Tuttavia, proprio per cercare di accompagnare l’iter di questo testo ministeriale, è opportuno segnalare, con urgenza, gli errori contenuti e alcuni fraintendimenti da correggere, nella speranza che vengano ascoltate maggiormente le voci dei ricercatori, che, peraltro, rendono – nei diversi settori – davvero d’eccellenza questo Paese, abituato a utilizzare il termine “merito” senza una vera sostanza. Con il provvedimento appena presentato, solo in apparenza si ampliano gli strumenti delle Università, degli enti pubblici di ricerca per inquadrare professionalmente le diverse figure, all’interno del sistema della ricerca, con tutele crescenti. Si prevedono, inoltre, forme di collaborazione da parte di studenti durante il corso di laurea per un massimo di 200 ore l’anno. Utili davvero? Si dovrebbero introdurre, poi, due tipologie di borse di ricerca: una junior, destinata ai laureati magistrali, una senior per i dottori di ricerca. Arriva poi (forse) il contratto “postdoc” e dovrebbe essere introdotta la figura del “professore aggiunto” su chiamata diretta (formula, peraltro, utile e fisiologica, da incrementare se davvero basata sulla qualità). Questo, intanto, il mosaico di contratti, contrattini e paghette.
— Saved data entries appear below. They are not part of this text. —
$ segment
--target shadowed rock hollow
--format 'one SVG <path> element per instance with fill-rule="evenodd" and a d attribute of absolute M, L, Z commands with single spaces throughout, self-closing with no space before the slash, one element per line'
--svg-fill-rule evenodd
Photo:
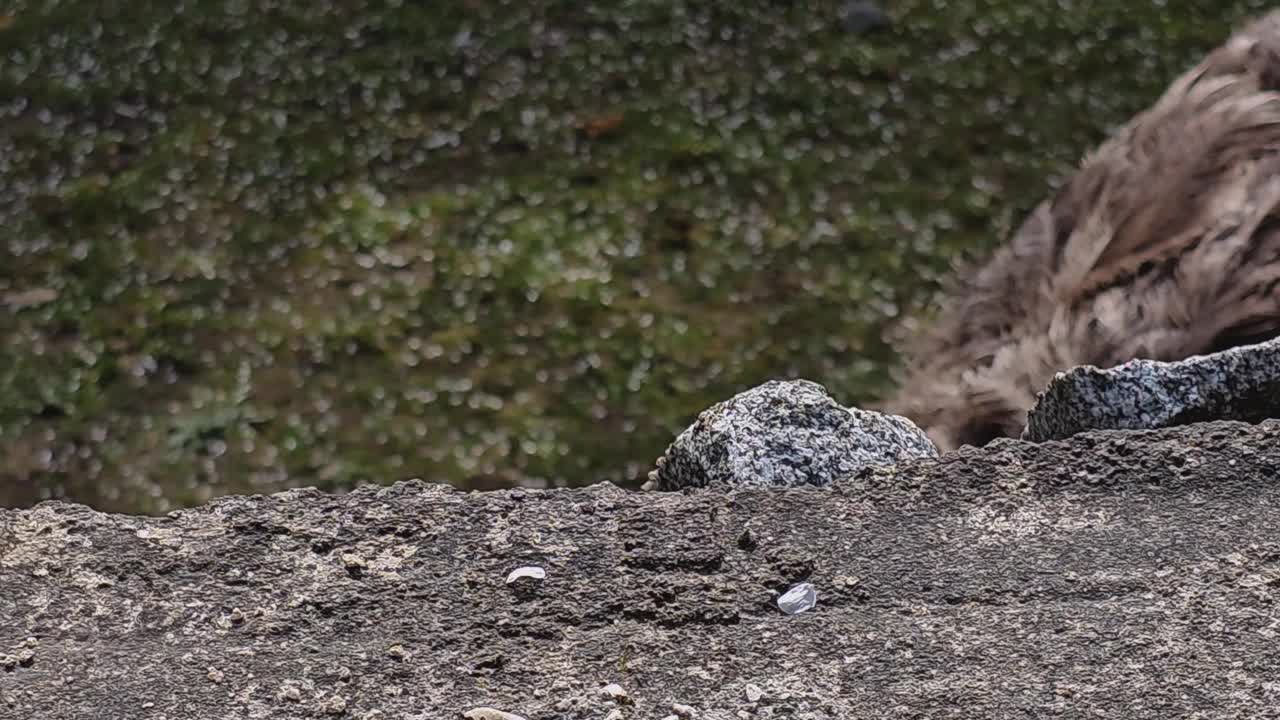
<path fill-rule="evenodd" d="M 0 717 L 1260 717 L 1278 440 L 1000 441 L 823 489 L 3 510 Z M 525 565 L 546 578 L 506 584 Z M 817 607 L 784 616 L 801 580 Z"/>

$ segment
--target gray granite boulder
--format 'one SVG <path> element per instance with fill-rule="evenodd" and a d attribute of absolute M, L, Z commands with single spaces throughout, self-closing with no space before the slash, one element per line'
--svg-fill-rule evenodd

Siamo sicuri che questi eventuali provvedimenti potrebbero dare dei risultati incoraggianti o, invece, si rischia soltanto di aumentare, ancor più, gli anni di precarietà della legge Gelmini, portandoli da 11 persino a 15? Sarebbe un effetto drammatico e poco degno! Intanto la Cgil segnala che se questo ddl dovesse davvero essere approvato, si moltiplicherebbero, con effetto immediato, le figure precarie (e conseguentemente senza diritti) nell’università italiana, incrementando, in maniera significativa, i tempi di ingresso di ruolo. Che cosa ne verrebbe fuori se non un gran minestrone di precariato, che rischia di peggiorare non solo le vite personali dei ricercatori, ma di incidere negativamente sulla stessa qualità della ricerca italiana, sempre più composta da percorsi di lavoro di scarsa qualità? È accettabile che nel nostro Paese ci sia un percorso così poco tutelato per i ricercatori? La Bernini ha precisato: «…partirà un confronto con le parti sociali e attiveremo al Mur un osservatorio, di cui faranno parte tutte le rappresentanze coinvolte, per valutare l’impatto di queste norme».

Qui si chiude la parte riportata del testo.